Shipments of Russian crude to Europe soared last week to their level since April, Bloomberg data shows.
Flows hit 3.41 million barrels per day for the tracking period ending August 19.
Meanwhile, Asian countries are continuing to dial back Russia-sourced oil.
Russian seaborne crude exports to Europe reached their highest level since April last week, according to tracking data from Bloomberg.
Europe imported 3.41 million barrels per day for the week ending Aug. 19, the data shows, which covers a four-week moving average for flows. Europe imported 3.24 million bpd during the previous tracking period.
The majority of the customers last week were in the Black Sea, Mediterranean and northern regions of Europe.
Russian flows are still a mainstay in Europe, despite the Kremlin’s invasion of Ukraine. The increase in imports comes as the European Union’s partial embargo on Russian crude will go into effect in early December.

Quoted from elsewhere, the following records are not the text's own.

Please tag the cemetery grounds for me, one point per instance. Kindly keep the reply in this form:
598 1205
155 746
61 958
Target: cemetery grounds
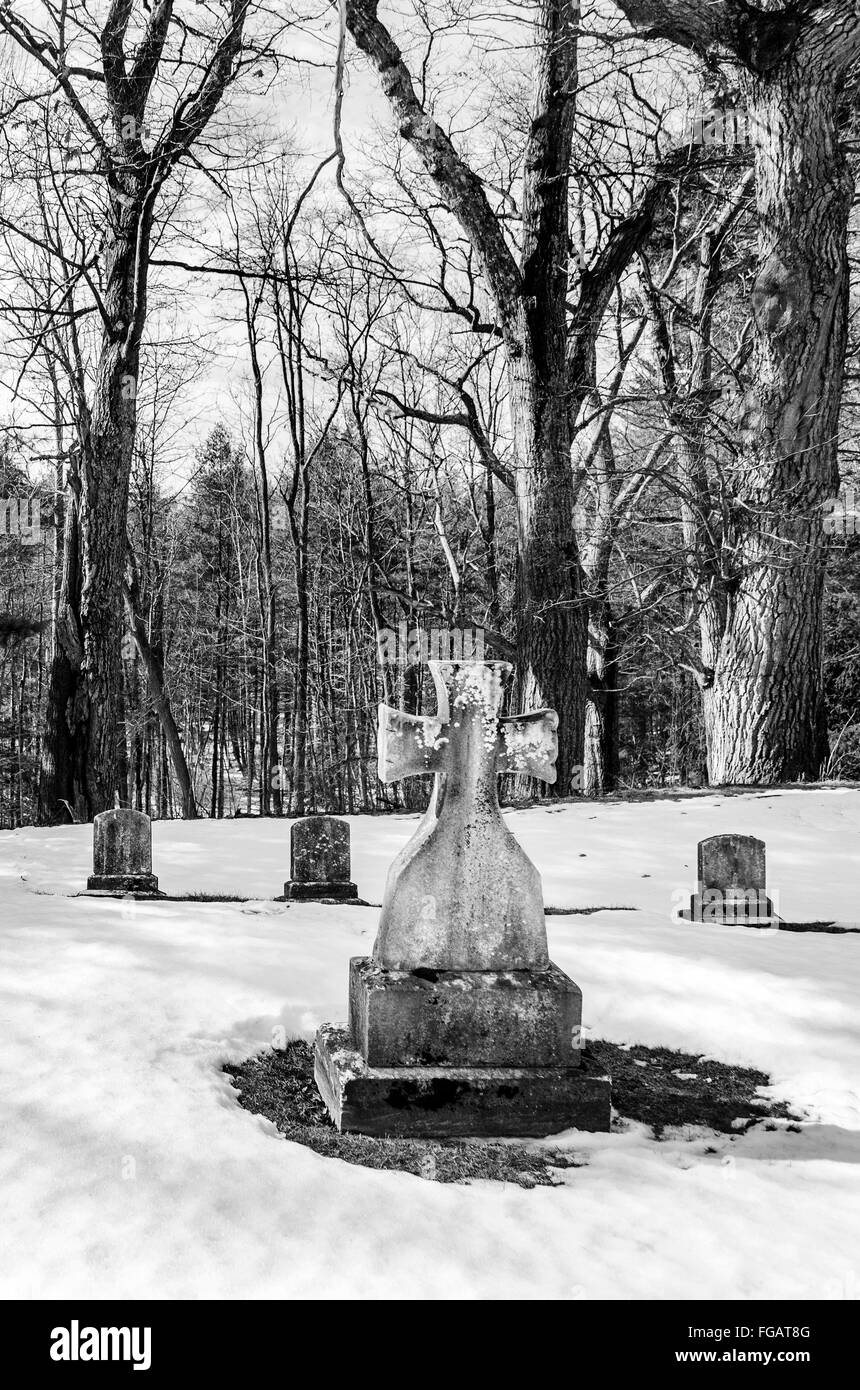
128 1169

Meanwhile, Asia’s appetite for Russian crude has steadily declined in recent weeks, and previously hit their lowest level since March. During the same four week period, Russian crude headed for Asia fell to 1.71 million bpd compared to 2.1 million bpd in April and May.
India has recently been more keen on crude from Saudi Arabia, and dropped its imports of Russian crude by 7.3% in July. Still, India and China are the top importers of Russian-sourced crude.
Russian oil exports provide the Kremlin with an important stream of cash as Western sanctions block its access to global financial markets. Russia took in $138 million in weekly revenue, up 26% compared to the previous tracking period, Bloomberg data showed.